I think most of us book-lovers also love lists of books -- these lists can bring back memories, open up possibilities, and spark conversations. Since I was short on blogging time today, I thought I’d simply share part of my list of classics that I’ve read, and by classics I mean novels written before 1900. There are both wider and narrower definitions of classic literature, but I’m sticking with that rather unsophisticated definition for simplicity’s sake! I’ve heard of “modern classics,” and those are basically written after 1900, and I'll probably share those eventually, too.
One of my personal goals is to read as many classics like this as I can, so that’s partially why I made this list in the first place. Today I'm only sharing the novelists I've read who were born before 1800:

  • John Bunyan (Nov 28, 1628 - Aug 31, 1688)  The Pilgrim’s Progress, 1678
      Amazed by the extent of the allegory and its lessons, I think everyone should read it! 
  •  Daniel Defoe (c. 1659-1661 - Apr 24, 1731) - Robinson Crusoe, 1719 
      A mite boring at times, but overall interesting. Crusoe's faith in God was inspiring, if I remember right.

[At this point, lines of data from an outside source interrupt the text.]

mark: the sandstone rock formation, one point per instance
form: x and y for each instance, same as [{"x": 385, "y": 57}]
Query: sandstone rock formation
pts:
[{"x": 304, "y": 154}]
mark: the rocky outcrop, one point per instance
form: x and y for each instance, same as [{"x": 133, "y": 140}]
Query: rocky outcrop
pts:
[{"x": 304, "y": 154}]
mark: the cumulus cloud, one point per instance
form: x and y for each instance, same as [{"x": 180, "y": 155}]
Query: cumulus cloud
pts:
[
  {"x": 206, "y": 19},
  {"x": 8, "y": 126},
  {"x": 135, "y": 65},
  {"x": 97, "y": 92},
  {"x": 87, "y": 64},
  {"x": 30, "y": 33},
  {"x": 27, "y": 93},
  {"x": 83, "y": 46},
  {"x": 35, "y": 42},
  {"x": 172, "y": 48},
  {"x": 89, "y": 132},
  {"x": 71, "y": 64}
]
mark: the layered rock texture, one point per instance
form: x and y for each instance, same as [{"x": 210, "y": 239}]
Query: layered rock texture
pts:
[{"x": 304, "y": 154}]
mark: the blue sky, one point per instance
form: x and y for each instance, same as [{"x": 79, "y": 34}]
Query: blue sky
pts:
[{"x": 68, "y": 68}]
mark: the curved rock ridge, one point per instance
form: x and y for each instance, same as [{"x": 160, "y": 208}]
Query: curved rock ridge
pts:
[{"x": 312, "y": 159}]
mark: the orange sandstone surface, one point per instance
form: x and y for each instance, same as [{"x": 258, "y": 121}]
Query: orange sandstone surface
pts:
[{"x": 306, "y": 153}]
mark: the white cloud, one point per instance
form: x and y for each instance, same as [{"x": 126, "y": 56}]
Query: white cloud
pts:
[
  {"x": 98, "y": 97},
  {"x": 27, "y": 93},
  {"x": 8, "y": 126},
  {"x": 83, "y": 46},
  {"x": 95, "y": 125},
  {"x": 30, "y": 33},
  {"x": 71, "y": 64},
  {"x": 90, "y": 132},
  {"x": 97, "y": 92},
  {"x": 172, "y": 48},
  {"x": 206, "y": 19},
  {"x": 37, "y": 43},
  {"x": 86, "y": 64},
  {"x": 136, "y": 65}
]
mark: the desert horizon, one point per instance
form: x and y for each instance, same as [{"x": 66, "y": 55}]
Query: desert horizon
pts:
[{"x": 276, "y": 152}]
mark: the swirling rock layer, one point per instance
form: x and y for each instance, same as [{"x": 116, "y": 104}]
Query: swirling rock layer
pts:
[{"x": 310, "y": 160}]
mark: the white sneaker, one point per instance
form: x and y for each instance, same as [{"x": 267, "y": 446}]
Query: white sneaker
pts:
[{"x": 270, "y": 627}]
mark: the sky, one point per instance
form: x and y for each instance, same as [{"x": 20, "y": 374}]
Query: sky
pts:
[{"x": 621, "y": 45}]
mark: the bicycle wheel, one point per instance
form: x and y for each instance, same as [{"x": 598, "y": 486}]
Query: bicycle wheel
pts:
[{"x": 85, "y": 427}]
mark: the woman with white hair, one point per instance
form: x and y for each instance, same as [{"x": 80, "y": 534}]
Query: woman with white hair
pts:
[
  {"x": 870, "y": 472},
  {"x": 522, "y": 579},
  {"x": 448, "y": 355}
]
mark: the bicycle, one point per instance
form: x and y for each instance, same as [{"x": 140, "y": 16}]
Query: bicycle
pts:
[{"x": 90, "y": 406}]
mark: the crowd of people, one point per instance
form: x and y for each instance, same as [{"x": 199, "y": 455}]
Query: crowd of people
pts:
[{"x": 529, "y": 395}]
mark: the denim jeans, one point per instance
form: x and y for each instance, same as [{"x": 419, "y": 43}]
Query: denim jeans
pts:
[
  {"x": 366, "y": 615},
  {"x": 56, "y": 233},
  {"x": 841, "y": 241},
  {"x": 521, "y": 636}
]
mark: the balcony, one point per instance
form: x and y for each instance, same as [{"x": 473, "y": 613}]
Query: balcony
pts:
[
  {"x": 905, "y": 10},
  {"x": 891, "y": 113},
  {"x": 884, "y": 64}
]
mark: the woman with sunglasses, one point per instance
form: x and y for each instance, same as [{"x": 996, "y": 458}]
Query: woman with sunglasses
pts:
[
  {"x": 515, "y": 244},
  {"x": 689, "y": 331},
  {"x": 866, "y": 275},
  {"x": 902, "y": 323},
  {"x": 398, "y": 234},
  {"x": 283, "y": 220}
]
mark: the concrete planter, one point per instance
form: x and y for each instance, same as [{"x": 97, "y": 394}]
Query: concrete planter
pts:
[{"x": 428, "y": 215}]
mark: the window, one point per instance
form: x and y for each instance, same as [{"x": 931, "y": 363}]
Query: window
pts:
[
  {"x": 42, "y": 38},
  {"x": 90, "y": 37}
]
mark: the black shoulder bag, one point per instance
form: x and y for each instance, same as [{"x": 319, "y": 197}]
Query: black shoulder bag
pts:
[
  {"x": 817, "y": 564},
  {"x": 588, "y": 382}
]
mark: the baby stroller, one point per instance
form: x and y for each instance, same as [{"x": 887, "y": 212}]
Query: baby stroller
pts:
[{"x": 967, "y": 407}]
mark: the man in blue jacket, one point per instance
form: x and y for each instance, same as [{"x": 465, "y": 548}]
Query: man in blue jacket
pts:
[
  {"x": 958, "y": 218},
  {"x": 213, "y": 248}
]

  • Jonathan Swift (Nov 30, 1667 - Oct 19, 1745) - Gulliver’s Travels, 1726
      Fascinating but weird at times. Swift had one of the largest imaginations ever!
  • Oliver Goldsmith (Nov 10, 1730 - Apr 4, 1774) - The Vicar of Wakefield, 1766  
      Disturbing in some ways, this was a little book that somehow felt incomplete. But the vicar was interesting.
  • Fanny Burney (Jun 13, 1752 - Jan 6, 1840) - Evelina, 1778
      Written entirely in letters, this was sometimes melodramatic but good overall!
  • Fanny Burney - Cecilia, 1782
      This was a huge, enveloping book, but Cecilia was truly someone to be admired.
  • Fanny Burney - The Wanderer, 1814
      This was another huge book, this time with a sustained mystery throughout. It was a wonderful ride!
  • Jane Austen (Dec 16, 1776 - Jul 18, 1817) - Sense and Sensibility, 1811
      I've read this three times. Elinor is my favorite literary character. Need I say more? 
  • Jane Austen - Pride and Prejudice, 1813
      It's no wonder that this book is popular! Lizzy is so much fun.
  • Jane Austen - Mansfield Park, 1814
      The deepest and most spiritual of Jane Austen's novels. I valued Fanny especially.
  • Jane Austen - Emma, 1815
      Probably the best showcase of Jane Austen's talent.
  • Jane Austen - Northanger Abbey, 1817
      I really enjoyed the Gothic parody! Catherine is adorable.
  • Jane Austen - Persuasion, 1817
      A lovely, touching story. Anne is a treasure. 
  • Jane Austen - Lady Susan, The Watsons, Sanditon, 1871
      Getting just a bit more from Jane Austen was a great experience.
  • Mary Russell Mitford (Dec 16, 1787 - Jan 10, 1855) - Our Village, 1824
      This was a pleasant read. The best part is the descriptions of nature!
  • James Fenimore Cooper (Sep 15, 1789 - Sep 14, 1851) - The Last of the Mohicans, 1826
      Though the narrative was slow at times, this is a very, very compelling and exciting story. Cora was my favorite character.          

I am within a hundred pages of finishing Don Quixote, so that will soon go on the top of my list as the oldest novel! Have you read most of these books and/or authors? Of just this selection, can you pick a favorite?